What could all this mean?? Don’t panic Mr Mainwaring, all will be revealed.
Topping and lopping are pretty much the same thing; it’s a technique used to control the height of a tree. We use it mainly on conifers, spruces and cypresses like the Leylandii, (the trees people love or hate – a bit like Marmite). It doesn’t always look pretty, but sometimes it’s the only option. Too often, people plant Leylandii to ‘screen’ off the neighbours, but then forget to prune them (the trees, not the neighbours), or they sell the house and leave the trees to grow. Before you know it they’re 40′ tall…
I try to avoid topping/lopping other types of trees – it just looks awful and destroys the natural character of the tree.
Espalier. What’s that then? Can you say it? If not, don’t worry…it’s French. If you put on a vaguely French accent, it’ll sound right. You need patience to Espalier – it is the ancient agricultural practice of controlling woody plant growth originally for the production of fruit. By pruning and tying branches to a frame they grow into a flat plane, often in formal shapes. It’s best to train the trees against a structure such as a wall, fence, or trellis. But as I say, it takes patience – it’s not something done over one or two years. It can look fantastic when done well. It’s usually done to fruit trees, but some Acers and Magnolias can look amazing using this technique.

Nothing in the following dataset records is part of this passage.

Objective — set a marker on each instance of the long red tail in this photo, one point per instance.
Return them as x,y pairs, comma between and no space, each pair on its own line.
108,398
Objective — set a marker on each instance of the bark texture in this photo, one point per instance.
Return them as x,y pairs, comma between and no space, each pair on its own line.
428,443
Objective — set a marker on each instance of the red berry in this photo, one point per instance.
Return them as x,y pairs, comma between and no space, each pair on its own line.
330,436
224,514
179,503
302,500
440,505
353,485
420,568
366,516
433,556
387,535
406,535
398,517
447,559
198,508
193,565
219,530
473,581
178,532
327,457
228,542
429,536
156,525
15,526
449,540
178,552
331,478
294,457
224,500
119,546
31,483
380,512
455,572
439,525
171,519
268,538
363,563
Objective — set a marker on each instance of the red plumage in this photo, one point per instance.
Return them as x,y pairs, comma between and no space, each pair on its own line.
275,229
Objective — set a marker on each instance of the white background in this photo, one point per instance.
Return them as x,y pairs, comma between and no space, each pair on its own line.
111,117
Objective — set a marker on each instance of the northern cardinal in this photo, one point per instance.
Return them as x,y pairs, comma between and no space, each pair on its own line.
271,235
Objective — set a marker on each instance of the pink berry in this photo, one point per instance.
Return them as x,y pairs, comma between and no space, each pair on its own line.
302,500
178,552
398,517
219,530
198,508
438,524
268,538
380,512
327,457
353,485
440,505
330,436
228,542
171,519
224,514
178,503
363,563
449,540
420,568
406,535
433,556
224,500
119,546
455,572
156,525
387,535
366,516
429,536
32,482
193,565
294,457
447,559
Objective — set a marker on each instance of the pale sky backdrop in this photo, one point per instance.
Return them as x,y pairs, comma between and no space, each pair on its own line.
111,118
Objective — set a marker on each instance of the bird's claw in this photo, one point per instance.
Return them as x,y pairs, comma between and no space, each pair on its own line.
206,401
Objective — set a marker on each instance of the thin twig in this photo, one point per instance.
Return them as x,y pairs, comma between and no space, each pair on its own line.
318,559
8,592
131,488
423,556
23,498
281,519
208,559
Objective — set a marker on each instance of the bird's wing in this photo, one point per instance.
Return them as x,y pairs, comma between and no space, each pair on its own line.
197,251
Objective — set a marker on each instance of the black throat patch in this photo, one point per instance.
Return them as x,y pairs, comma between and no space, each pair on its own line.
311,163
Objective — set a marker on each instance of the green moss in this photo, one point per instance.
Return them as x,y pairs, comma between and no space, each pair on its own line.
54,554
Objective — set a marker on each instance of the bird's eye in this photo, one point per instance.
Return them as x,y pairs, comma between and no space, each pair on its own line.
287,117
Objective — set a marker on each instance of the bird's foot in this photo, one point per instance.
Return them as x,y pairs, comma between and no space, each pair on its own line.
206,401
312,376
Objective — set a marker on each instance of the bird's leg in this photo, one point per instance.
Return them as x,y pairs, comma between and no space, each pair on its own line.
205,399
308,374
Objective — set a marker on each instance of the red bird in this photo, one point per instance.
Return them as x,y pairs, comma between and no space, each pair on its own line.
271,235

Coppicing is rarely done in urban gardens. If you have any Hazel, Beech, Hornbeam, Alder, Willow, Ash or Sycamore that are getting a bit too big, instead of taking them out completely, you can cut these trees almost down to the ground at the stumps. This will encourage new growth around the base which in turn, can be coppiced in the following years (depending on the type of tree). It can look really lovely, adding extra visual features to your garden.
Pleaching is an odd term…again, not often seen or done in urban gardens anymore – nowadays it’s used more as a way to lay a hedge, to set a boundary or to fence in animals. Pleaching is the technique of interweaving living and dead branches through a hedge. Sapling trees are planted in lines, the branches are woven together to strengthen and fill any weak spots until the hedge thickens. Branches in close contact may grow together to form a natural graft. It can be seen in some formal gardens – the French and Belgians seem to like it. I saw pleached Horse chestnut trees in a park on my last visit to Brussels, so anything is possible. The Belgians are an unusual lot aren’t they? (Nice chocolate though).